This is a storyline that won’t immediately call to mind the Hollywood B’s, but one gets the impression from Ohashi’s confident directorial style that here is a director destined for a solid career as a versatile professional filmmaker – yet one whose every work will nevertheless be a personal one. Think Yuki Tanada (who I’ve compared to Don Siegel on past occasions, for much the same reasons), Takashi Miike or, indeed, Kiyoshi Kurosawa.

Ohashi’s confidence can also be gauged from the casting. The three unknown leads are all impressive, with young Rio Tomita a particular standout as nonconformist collégienne Haru. But it’s the presence of Takeshi Kitano acolyte Guadalcanal Taka (recently seen as the despotic mayor in Miike’s magnificent Zebraman 2), cast wholly against type as a greying Nestor who functions as this film’s Greek chorus, and of long-time Kurosawa muse Yoriko Doguchi (The Excitement of the Do-Re-Mi-Fa Girl, Suit Yourself or Shoot Yourself, Charisma) as Ken’s negligent mother, that testify to this young director’s deft handling of actors of any calibre.
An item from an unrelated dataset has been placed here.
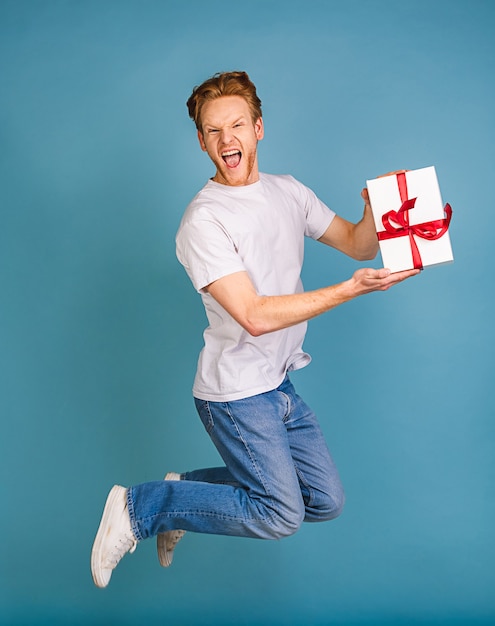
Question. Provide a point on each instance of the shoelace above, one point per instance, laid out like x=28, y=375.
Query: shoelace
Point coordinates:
x=126, y=544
Time will tell whether Reiko Ohashi will be given the opportunities to fulfil her potential. The Japanese film industry today is not the most hospitable environment for a novice filmmaker, yet it is clear from Door to the Sea that the basic qualities producers look for in a young director (reliability, professionalism, determination) are ones Ohashi possesses. Like the filmmakers mentioned above, she can meet the industry’s expectations – and subvert them at the same time.